L’Algérie rencontrera des responsables des Nations unies le mois prochain pour tenter de résoudre les cas des personnes disparues et oeuvrer à la réconciliation nationale.
« Le gouvernement fournira toutes les informations sur ce sujet et mettra à disposition ses moyens d’enquête en réponse aux demandes faites par les familles des personnes disparues », a déclaré le chef de la diplomatie algérienne Mourad Medelci lors de la 13ème session du Conseil des droits de l’Homme des Nations unies, le 29 mai à Genève, en Suisse, où a été publié le rapport périodique sur la situation des droits de l’Homme en Algérie.
Medelci a indiqué que cette réunion en juillet avec le Groupe de travail des Nations unies sur les disparitions forcées ou involontaires (Working Group on Enforced or Involuntary Disappearances – WGEID) sera organisée dans le cadre de la Charte pour la paix et la réconciliation nationale, ajoutant que « les autorités souhaitent convaincre les familles que le discours officiel est sérieux ».
« Cette réunion, la première en son genre, nous permettra de présenter les différentes mesures prises par le gouvernement pour résoudre cette affaire », a ajouté le ministre.
Kamel Rezzag-Bara, conseiller de la présidence algérienne, a expliqué que « les contacts avec diverses agences des Nations unies nous ont permis de traiter soixante-quatre cas et d’apporter des réponses à une centaine d’autres cas. »

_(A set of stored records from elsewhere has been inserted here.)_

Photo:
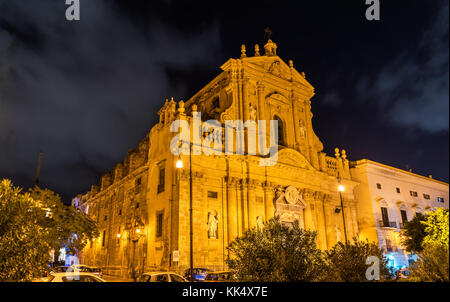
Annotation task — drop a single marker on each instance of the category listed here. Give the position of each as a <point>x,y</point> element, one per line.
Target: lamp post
<point>341,189</point>
<point>179,165</point>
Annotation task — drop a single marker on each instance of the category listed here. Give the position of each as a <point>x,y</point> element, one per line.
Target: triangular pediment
<point>294,158</point>
<point>273,65</point>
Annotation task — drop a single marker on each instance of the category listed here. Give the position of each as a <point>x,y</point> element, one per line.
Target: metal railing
<point>387,224</point>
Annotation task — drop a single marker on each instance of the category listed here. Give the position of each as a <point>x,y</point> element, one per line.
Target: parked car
<point>402,273</point>
<point>60,269</point>
<point>74,277</point>
<point>222,276</point>
<point>161,277</point>
<point>86,269</point>
<point>199,274</point>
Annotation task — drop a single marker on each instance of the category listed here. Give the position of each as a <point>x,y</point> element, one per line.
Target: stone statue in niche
<point>338,233</point>
<point>302,128</point>
<point>259,223</point>
<point>252,110</point>
<point>213,223</point>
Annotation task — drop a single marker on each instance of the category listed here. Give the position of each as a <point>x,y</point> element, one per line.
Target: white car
<point>161,277</point>
<point>74,277</point>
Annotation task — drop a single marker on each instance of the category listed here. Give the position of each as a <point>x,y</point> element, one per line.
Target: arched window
<point>281,141</point>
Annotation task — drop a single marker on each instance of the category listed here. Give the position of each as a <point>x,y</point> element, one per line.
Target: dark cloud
<point>412,88</point>
<point>84,92</point>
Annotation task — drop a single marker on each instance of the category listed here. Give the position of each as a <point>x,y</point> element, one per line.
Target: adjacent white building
<point>387,197</point>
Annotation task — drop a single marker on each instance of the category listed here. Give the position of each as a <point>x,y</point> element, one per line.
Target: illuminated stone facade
<point>142,205</point>
<point>387,198</point>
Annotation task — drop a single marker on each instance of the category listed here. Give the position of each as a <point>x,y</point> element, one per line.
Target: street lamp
<point>179,165</point>
<point>341,189</point>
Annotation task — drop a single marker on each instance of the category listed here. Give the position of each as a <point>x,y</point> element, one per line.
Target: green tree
<point>436,227</point>
<point>414,233</point>
<point>347,262</point>
<point>67,227</point>
<point>24,249</point>
<point>432,265</point>
<point>276,253</point>
<point>433,261</point>
<point>34,223</point>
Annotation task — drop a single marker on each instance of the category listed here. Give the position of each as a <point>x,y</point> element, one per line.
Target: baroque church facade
<point>142,206</point>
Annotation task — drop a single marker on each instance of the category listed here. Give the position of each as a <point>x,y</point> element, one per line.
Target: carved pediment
<point>294,158</point>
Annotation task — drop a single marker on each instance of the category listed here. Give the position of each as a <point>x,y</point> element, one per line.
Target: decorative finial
<point>257,50</point>
<point>336,152</point>
<point>243,51</point>
<point>181,107</point>
<point>268,32</point>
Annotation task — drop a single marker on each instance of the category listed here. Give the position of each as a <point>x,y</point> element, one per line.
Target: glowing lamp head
<point>179,164</point>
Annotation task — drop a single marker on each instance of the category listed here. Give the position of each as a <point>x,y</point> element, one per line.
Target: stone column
<point>321,222</point>
<point>232,214</point>
<point>330,222</point>
<point>261,103</point>
<point>245,99</point>
<point>268,200</point>
<point>309,223</point>
<point>296,118</point>
<point>251,203</point>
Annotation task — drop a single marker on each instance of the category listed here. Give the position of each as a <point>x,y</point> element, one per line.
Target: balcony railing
<point>387,224</point>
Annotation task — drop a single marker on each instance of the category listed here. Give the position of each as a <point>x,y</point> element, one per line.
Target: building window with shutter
<point>404,217</point>
<point>159,224</point>
<point>385,217</point>
<point>161,179</point>
<point>103,238</point>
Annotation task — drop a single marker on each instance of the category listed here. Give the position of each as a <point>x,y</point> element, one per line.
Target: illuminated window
<point>159,224</point>
<point>281,141</point>
<point>162,176</point>
<point>212,194</point>
<point>103,238</point>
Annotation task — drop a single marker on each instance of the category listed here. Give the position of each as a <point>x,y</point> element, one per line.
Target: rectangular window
<point>385,217</point>
<point>404,216</point>
<point>159,224</point>
<point>413,193</point>
<point>162,174</point>
<point>137,185</point>
<point>212,194</point>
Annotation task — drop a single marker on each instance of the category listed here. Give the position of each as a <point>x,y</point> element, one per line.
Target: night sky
<point>85,92</point>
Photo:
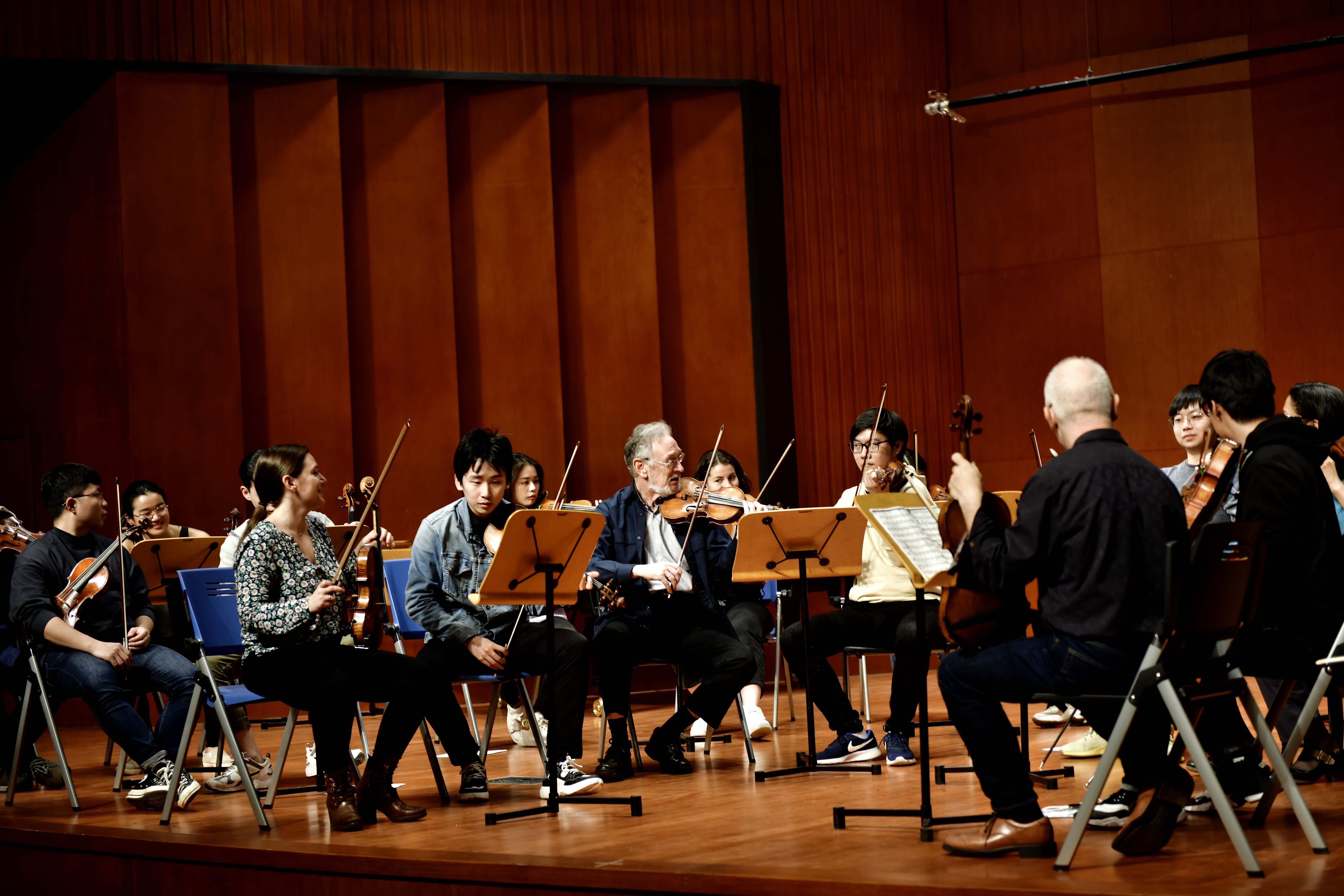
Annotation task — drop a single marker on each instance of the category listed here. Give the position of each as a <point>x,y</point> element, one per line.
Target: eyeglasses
<point>144,515</point>
<point>858,448</point>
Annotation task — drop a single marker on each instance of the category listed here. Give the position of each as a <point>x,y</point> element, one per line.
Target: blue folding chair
<point>402,627</point>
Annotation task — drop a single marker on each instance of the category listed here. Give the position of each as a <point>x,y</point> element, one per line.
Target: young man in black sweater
<point>89,660</point>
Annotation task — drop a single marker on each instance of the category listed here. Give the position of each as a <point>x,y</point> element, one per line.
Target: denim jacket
<point>448,563</point>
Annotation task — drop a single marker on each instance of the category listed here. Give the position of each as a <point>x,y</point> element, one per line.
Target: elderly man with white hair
<point>671,610</point>
<point>1092,531</point>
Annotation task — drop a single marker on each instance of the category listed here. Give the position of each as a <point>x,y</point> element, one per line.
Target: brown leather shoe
<point>1003,836</point>
<point>376,794</point>
<point>341,800</point>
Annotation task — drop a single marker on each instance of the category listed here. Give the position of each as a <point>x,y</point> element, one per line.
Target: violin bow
<point>699,500</point>
<point>373,496</point>
<point>771,479</point>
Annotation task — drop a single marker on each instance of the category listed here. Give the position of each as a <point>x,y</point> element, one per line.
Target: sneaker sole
<point>863,756</point>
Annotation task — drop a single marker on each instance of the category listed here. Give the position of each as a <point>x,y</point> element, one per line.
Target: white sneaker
<point>232,778</point>
<point>573,781</point>
<point>759,727</point>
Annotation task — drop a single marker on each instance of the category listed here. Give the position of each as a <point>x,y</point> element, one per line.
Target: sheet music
<point>916,532</point>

Cette initiative fait suite au rapport mondial 2012 de Human Rights Watch, qui critique l’Algérie pour avoir ignoré les demandes de visite dans le pays par cinq groupes spéciaux du Conseil des droits de l’Homme des Nations unies, parmi lesquels le WGEID.
Les Nations unies ont condamné l’Algérie pour deux cas de disparition forcée. Le premier est celui de Kamel Jabrouni, 31 ans, qui avait été arrêté en novembre 1994 à Alger et qui n’a jamais été retrouvé. Le second est celui de deux frères, Jamal, 19 ans, et Mourad Shayhub, 16 ans, arrêtés à leur domicile en mai et en novembre 1996.
Le Comité des droits de l’Homme de l’ONU a demandé à l’Algérie de « mener une enquête complète et précise sur ces disparitions » et de « fournir les détails des résultats de ses investigations et de les publier immédiatement ». Le comité a également souligné la nécessité pour l’Algérie de « poursuivre et punir les responsables de ces violations et de verser une indemnisation en conséquence à leurs familles. »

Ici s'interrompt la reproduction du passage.